In Spring 2021, we are migrating from native Kubernetes batch job scheduling to Volcano job scheduling.  Volcano provides a bunch of job scheduling capability to Kubernetes and this will give a more efficient utilization of the DGX cluster.  Using Volcano in DGX cluster is easy.  Follow the steps below to learn about how to use Volcano to submit batch job to the DGX cluster.

First of all, to find out the queues configured in Volcano, use the following command.

kubectl get queue

From the list, we can tell we have several queues we can use in Volcano.  To get detailed information of a particular queue, we can use the following command for example.  Replace <queue> with the real queue name.

kubectl describe queue <queue>

In the output of the above command, we would like to pay close attention to the capability of the queue, Cpu, Memory, nvidia.com/gpu, etc.  Also, we may want to know if the queue is reclaimable.  If the queue is reclaimable, that means if the resource is needed from other non-reclaimable queue while running a job, that resource will be erased causing the job to fail.  Not all the queues are usable for everyone.  You should be told which queue(s) you have access to.

To submit batch job to the Volcano scheduling, one would create a YAML file just like in native Kubernetes.  However, the composition of the YAML is a little different.  Here is an overview of a typical YAML file for submitting job to Volcano.

apiVersion: batch.volcano.sh/v1alpha1
kind: Job
metadata:
  name: job_name
spec:
  minAvailable:1
  schedulerName: volcano
  queue: queue_name
  policies:
  - event: PodEvicted
    action: RestartJob
  tasks:
  - replicas: 1
    name: task_name
    policies:
    - event: TaskCompleted
      action: CompleteJob
    backoffLimit: 5
    activeDeadlineSeconds: time_limit
    template: 
      metadata:
        name: volcano-job
        labels:
          environment: research
      spec:
        restartPolicy: OnFailure
        imagePullSecrets:
        - name: your_secret
        volumes:
        - name: proj
          hostPath:
            path: /proj
            type: Directory
        containers:
        - name: container_name
          image: docker_name
          resources:
            requests:
              cpu: 8
              memory: 4Gi
              nvidia.com/gpu: 1
            limits:
              cpu: 8
              memory: 4Gi
              nvidia.com/gpu: 1
          volumeMounts:
          - name: proj
            mountPath: /proj
            readOnly: false
          command:
            - "/bin/bash"
            - "-c"
            - > 
              cd work_directory && command

In the above listing, it lists all the major components to configure the job in the YAML file.  The job_name should be a unique name among all the jobs in Kubernetes.  If there is a job either running or failed with the same job name.  You will get an error in submitting the job.  The queue_name is the queue you intend to use.  In Volcano, you submit a task and you wan to give your task a name as task_name.  If you are accessing private Docker registry to get your Docker image, you will have to put the credential into a Kubernetes secret named your_secret.   Then, give the container a name as container_name and designate Docker image to use as docker_name.  Request resources in terms of CPU, Memory, and GPU accordingly.  Finally, run application as “cd work_directory && command“.  In the above YAML file, we also designate mounting /proj in the container which is desirable because we have input files in /proj and we will save output file in /proj too.

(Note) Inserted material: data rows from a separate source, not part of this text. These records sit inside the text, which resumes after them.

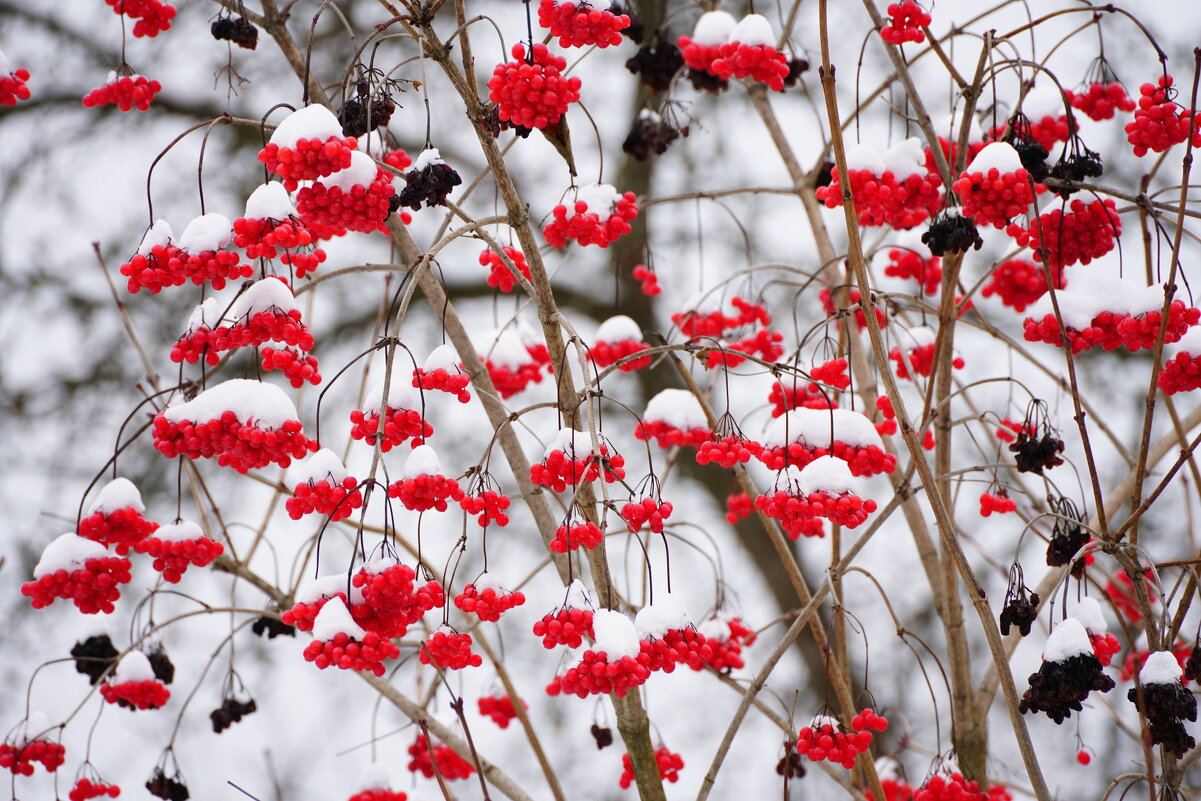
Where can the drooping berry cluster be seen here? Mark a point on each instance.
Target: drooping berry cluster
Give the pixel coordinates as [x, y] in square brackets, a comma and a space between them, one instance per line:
[1160, 121]
[450, 650]
[669, 764]
[531, 90]
[126, 91]
[580, 24]
[907, 23]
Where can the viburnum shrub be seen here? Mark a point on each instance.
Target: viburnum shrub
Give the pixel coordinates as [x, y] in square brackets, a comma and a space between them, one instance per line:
[817, 360]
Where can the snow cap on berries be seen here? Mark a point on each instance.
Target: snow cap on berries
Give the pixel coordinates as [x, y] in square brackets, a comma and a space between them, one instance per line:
[310, 123]
[615, 634]
[422, 461]
[1069, 639]
[118, 494]
[251, 401]
[335, 619]
[208, 232]
[67, 553]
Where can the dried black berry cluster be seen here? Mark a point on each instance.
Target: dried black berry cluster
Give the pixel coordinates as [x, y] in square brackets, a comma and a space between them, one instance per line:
[239, 31]
[168, 788]
[429, 185]
[272, 626]
[602, 735]
[656, 65]
[95, 656]
[229, 712]
[1166, 707]
[1059, 687]
[951, 233]
[650, 133]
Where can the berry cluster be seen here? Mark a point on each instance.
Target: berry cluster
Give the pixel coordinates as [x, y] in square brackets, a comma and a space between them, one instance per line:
[580, 24]
[669, 763]
[1001, 503]
[446, 763]
[489, 603]
[149, 694]
[1083, 233]
[151, 16]
[308, 160]
[595, 675]
[450, 650]
[824, 739]
[12, 87]
[1019, 282]
[1159, 121]
[85, 789]
[571, 537]
[399, 425]
[126, 91]
[19, 759]
[500, 709]
[645, 513]
[348, 653]
[586, 226]
[647, 280]
[173, 556]
[1100, 100]
[93, 587]
[234, 443]
[296, 365]
[531, 90]
[500, 276]
[908, 19]
[565, 627]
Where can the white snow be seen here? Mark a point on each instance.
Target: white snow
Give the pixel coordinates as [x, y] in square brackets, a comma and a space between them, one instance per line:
[676, 407]
[1069, 639]
[400, 395]
[615, 634]
[713, 28]
[118, 494]
[426, 157]
[323, 465]
[133, 665]
[828, 474]
[1160, 668]
[753, 30]
[335, 619]
[422, 461]
[904, 159]
[507, 351]
[659, 617]
[360, 172]
[1001, 156]
[67, 553]
[1043, 101]
[1091, 616]
[578, 596]
[865, 156]
[178, 532]
[269, 202]
[599, 198]
[619, 328]
[372, 777]
[268, 294]
[443, 357]
[207, 315]
[157, 234]
[310, 123]
[254, 402]
[205, 233]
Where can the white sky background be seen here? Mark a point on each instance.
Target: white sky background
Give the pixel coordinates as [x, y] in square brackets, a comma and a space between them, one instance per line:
[71, 177]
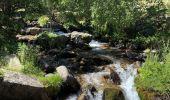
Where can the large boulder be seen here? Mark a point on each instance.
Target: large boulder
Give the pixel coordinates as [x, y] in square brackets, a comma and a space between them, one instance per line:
[70, 84]
[26, 38]
[16, 86]
[49, 40]
[80, 37]
[113, 93]
[33, 30]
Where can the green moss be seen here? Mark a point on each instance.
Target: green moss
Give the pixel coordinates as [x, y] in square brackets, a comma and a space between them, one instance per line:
[52, 84]
[154, 76]
[43, 20]
[1, 73]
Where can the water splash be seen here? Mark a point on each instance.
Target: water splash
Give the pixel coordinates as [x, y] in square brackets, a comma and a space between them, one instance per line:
[127, 81]
[95, 44]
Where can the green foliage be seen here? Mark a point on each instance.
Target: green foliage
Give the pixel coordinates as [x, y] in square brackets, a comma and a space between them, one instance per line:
[150, 41]
[49, 40]
[1, 73]
[52, 83]
[154, 75]
[43, 20]
[28, 56]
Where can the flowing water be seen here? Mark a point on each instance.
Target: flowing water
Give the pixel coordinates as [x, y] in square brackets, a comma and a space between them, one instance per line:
[127, 76]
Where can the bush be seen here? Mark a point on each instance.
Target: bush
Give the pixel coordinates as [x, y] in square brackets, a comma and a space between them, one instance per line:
[154, 75]
[28, 56]
[52, 84]
[43, 20]
[50, 40]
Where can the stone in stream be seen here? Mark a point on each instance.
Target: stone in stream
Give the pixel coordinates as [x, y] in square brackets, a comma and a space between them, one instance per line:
[70, 84]
[113, 94]
[16, 86]
[80, 38]
[33, 30]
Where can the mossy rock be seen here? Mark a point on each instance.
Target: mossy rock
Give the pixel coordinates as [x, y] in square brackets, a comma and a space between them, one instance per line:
[113, 93]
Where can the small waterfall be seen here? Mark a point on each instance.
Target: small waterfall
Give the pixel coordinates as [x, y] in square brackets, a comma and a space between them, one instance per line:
[127, 77]
[95, 44]
[127, 81]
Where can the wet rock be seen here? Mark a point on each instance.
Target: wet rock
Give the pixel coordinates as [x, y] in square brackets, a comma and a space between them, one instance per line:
[16, 86]
[26, 38]
[70, 84]
[33, 30]
[115, 77]
[113, 93]
[80, 38]
[13, 61]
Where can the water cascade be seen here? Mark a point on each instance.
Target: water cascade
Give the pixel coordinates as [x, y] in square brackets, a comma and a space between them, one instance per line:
[127, 77]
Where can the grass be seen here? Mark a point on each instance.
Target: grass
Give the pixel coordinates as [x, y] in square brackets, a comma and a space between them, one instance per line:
[155, 72]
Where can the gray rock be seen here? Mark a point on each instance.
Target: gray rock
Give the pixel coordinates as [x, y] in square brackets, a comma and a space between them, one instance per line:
[13, 61]
[80, 37]
[16, 86]
[70, 84]
[113, 93]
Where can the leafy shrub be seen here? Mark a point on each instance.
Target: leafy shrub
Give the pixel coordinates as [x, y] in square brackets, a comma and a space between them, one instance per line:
[43, 20]
[154, 75]
[28, 56]
[52, 83]
[49, 40]
[150, 41]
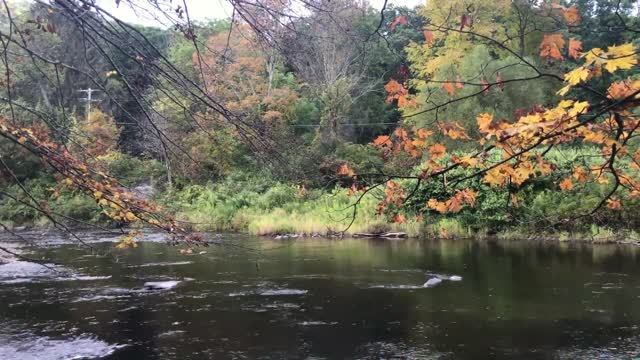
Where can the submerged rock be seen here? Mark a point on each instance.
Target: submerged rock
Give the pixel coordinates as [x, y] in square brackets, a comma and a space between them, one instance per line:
[160, 285]
[432, 282]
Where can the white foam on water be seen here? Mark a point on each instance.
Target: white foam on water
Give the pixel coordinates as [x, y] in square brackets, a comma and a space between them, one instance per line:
[46, 348]
[270, 292]
[281, 292]
[161, 285]
[20, 272]
[317, 323]
[402, 287]
[175, 263]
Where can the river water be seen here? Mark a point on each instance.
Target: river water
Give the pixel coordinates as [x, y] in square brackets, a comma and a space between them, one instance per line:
[321, 299]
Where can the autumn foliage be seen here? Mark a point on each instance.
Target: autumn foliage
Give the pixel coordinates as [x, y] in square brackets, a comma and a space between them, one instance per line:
[610, 123]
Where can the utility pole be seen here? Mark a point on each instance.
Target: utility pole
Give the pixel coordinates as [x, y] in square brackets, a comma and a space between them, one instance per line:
[89, 99]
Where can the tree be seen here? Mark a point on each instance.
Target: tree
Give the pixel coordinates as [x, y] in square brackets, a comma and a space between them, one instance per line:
[511, 151]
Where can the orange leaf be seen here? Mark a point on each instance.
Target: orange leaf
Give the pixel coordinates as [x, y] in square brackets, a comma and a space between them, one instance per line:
[566, 185]
[551, 46]
[399, 20]
[428, 37]
[448, 86]
[575, 47]
[499, 80]
[399, 218]
[484, 120]
[485, 86]
[614, 204]
[401, 133]
[344, 169]
[437, 151]
[453, 130]
[572, 16]
[383, 141]
[465, 20]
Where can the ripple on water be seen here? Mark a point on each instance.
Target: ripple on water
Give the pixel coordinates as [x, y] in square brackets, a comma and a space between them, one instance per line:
[270, 292]
[19, 272]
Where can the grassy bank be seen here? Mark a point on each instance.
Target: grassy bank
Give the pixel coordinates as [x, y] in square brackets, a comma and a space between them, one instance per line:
[259, 205]
[264, 207]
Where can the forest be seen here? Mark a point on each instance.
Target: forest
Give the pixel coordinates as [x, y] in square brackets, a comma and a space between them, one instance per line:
[462, 118]
[319, 179]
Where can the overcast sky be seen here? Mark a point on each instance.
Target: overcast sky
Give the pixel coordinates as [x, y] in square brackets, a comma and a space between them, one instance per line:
[208, 9]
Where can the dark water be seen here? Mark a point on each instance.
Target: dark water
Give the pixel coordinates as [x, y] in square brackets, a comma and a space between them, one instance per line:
[325, 299]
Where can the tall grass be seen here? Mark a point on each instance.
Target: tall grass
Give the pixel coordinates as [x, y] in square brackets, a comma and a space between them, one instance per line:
[280, 210]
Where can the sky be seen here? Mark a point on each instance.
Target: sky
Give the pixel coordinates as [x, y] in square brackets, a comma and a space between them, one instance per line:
[207, 9]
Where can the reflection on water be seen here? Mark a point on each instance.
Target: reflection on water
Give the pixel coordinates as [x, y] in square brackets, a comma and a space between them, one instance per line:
[323, 299]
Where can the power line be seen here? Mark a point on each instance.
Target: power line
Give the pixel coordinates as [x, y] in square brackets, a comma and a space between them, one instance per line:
[89, 91]
[355, 124]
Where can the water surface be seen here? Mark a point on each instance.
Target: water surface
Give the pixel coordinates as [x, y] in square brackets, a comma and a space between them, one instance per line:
[320, 298]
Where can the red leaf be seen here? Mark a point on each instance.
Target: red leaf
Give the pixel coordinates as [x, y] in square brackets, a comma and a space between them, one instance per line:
[485, 86]
[551, 46]
[399, 20]
[428, 37]
[465, 20]
[499, 80]
[575, 47]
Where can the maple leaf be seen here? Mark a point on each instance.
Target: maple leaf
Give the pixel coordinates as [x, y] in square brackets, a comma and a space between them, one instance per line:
[466, 20]
[465, 161]
[576, 75]
[575, 48]
[382, 141]
[620, 57]
[614, 204]
[485, 86]
[437, 151]
[572, 16]
[436, 205]
[454, 204]
[399, 20]
[453, 130]
[401, 133]
[422, 133]
[344, 169]
[566, 185]
[514, 200]
[499, 80]
[448, 87]
[399, 219]
[395, 90]
[620, 90]
[484, 120]
[428, 37]
[469, 196]
[580, 174]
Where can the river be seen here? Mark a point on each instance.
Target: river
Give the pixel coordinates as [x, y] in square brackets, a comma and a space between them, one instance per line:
[256, 298]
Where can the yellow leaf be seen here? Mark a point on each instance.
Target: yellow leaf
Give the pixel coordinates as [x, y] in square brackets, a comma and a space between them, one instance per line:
[566, 185]
[620, 57]
[437, 151]
[483, 122]
[576, 76]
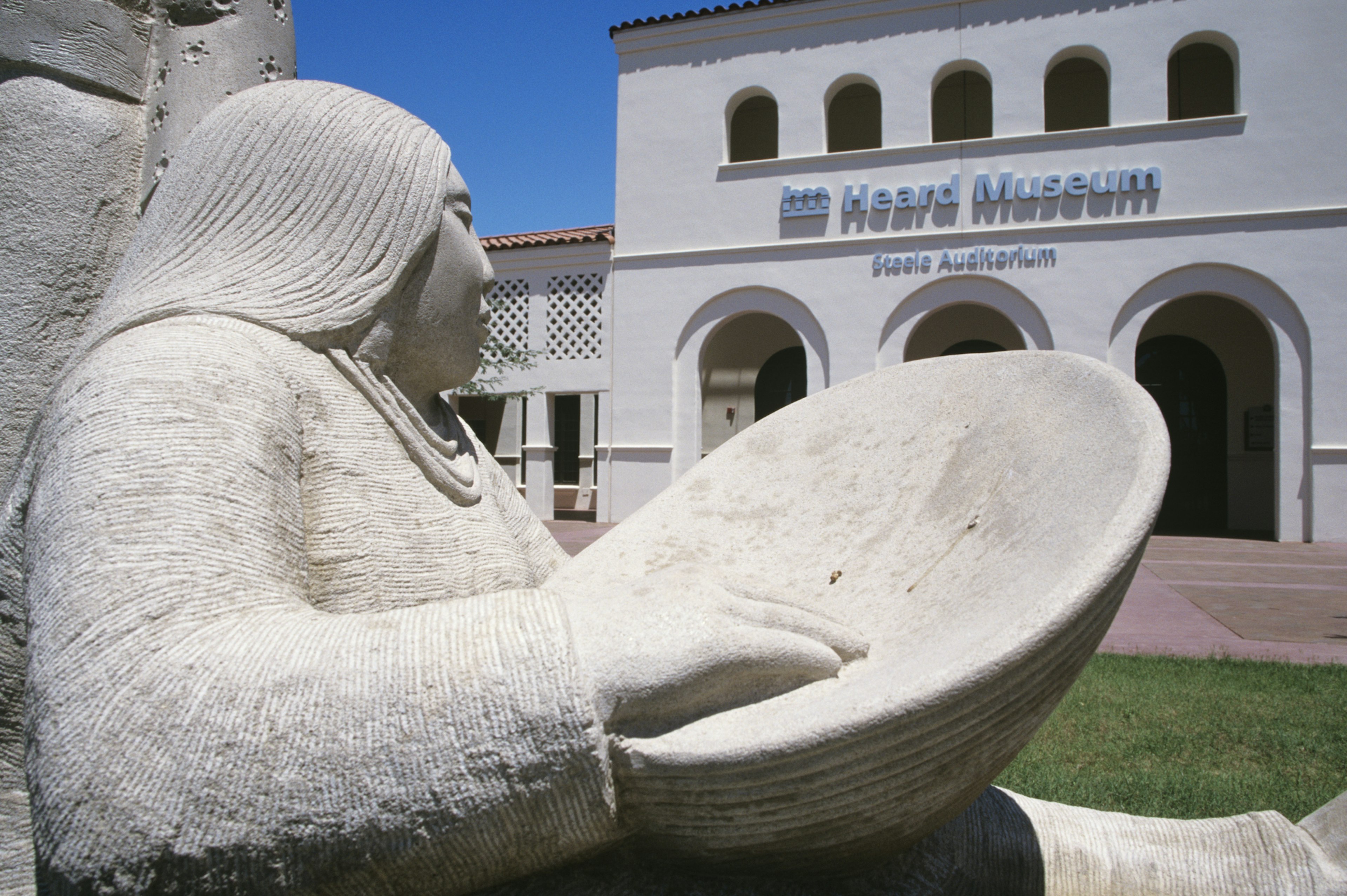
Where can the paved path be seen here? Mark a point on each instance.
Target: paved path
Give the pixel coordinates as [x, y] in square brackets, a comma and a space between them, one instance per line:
[1204, 597]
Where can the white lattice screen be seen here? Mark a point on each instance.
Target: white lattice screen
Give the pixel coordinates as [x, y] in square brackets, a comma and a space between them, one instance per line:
[574, 316]
[510, 313]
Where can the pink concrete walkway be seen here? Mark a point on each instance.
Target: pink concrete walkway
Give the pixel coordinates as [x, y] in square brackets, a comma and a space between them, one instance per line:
[1230, 597]
[1205, 597]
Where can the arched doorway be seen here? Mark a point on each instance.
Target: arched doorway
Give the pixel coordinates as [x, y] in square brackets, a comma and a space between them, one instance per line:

We save the YAML in a file named <yaml_file>, and we use the following command to submit the job to Volcano.

kubectl create -f <yaml_file>

Once the job is submitted, we can check the status of the job with this command.  In fact, this will list the status of all your submitted jobs.

kubelist

If you want to list all jobs by all users, here is the command.

kubectl get vcjob

When the job is done, it is important to remove the job from the job list for clean-up purpose with the following command.

kubectl delete vcjob <job_name>

If you run the kubelist command again, that job should not be on the list anymore.